Brushing your teeth properly and regularly is an important part of establishing and maintaining good oral health. Not only is the way you brush your teeth important, but the type of toothpaste you use is also a factor in keeping you and your family's mouth clean. Toothpastes contain different ingredients and offer different benefits, as detailed by the University of Rochester Medical Center. Whitening toothpaste, for example, is formulated to remove surface stains on the teeth, and plaque and tartar control toothpaste contains gentle abrasive agents and surfactants to help remove plaque and tartar deposits; the American Dental Association (ADA) explains the key differences between plaque and calculus (also known as tartar).

If done correctly, brushing with the right toothpaste for your and your family's needs can improve oral health and prevent the development of certain dental conditions.

Benefits of Tartar Control Toothpaste

Plaque is one of the chief contributors to gum disease; it builds up along the teeth and gum line and ultimately inflames and irritates the gums. If plaque is not removed by thorough brushing and flossing, it eventually hardens into tartar and increases a person's risk of developing gum disease and even tooth decay. Gum disease affects people of all ages, and the ADA stresses that good oral hygiene should be practiced by all members of your family, especially children.
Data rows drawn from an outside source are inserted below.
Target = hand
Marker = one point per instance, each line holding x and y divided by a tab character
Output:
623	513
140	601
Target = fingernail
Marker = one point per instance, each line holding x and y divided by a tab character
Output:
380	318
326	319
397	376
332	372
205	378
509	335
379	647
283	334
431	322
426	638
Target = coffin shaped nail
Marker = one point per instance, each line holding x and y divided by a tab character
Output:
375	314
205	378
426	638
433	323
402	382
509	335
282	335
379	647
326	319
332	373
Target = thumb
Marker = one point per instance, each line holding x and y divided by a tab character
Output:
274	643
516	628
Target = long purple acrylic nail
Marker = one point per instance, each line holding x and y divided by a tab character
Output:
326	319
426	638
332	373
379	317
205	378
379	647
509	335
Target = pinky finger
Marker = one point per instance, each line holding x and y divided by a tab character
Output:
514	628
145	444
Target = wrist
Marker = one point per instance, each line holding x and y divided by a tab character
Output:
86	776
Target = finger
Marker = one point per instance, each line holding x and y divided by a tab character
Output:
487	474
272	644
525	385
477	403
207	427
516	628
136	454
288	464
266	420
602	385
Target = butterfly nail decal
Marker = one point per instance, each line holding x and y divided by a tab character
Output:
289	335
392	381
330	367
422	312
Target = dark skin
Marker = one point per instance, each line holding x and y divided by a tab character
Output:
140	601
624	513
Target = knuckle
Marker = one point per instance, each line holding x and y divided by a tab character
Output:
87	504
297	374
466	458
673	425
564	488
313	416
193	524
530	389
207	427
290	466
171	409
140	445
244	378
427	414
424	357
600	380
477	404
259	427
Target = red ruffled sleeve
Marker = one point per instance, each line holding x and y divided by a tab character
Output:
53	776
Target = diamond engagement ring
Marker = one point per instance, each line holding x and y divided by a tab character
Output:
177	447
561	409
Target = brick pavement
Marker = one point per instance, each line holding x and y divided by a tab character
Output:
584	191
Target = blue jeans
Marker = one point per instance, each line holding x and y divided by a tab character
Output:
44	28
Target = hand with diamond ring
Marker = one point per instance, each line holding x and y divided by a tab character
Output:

Tartar control toothpastes, such as Colgate® Tartar Protection Whitening, are designed to remove as much plaque as possible and to stop the formation of new tartar deposits after a dental cleaning. Consider these products for your whole family, no matter what your flavor of choice, Cool Mint Gel or Crisp Mint Paste.

How to Use Tartar Control Toothpaste

To achieve the best results when brushing with tartar control toothpaste, be sure to brush your teeth for a minimum of two minutes at least twice a day and after meals. After dispensing a strip of toothpaste along your toothbrush, hold your brush at a 45-degree angle toward the gum line and brush with short, gentle strokes in a back-and-forth motion. Keep in mind that the bacteria contributing to plaque coats the tongue, too, so brushing your tongue is important to reduce the amount of oral bacteria in your mouth. To help children keep track of time when brushing, you may want to use a small hourglass or timer.

By choosing the best toothpaste for your needs and committing to proper oral hygiene habits, you can truly protect your family's oral health. Remember to schedule routine dental cleanings and checkups for every six months.

This article is intended to promote understanding of and knowledge about general oral health topics. It is not intended to be a substitute for professional advice, diagnosis or treatment. Always seek the advice of your dentist or other qualified healthcare provider with any questions you may have regarding a medical condition or treatment.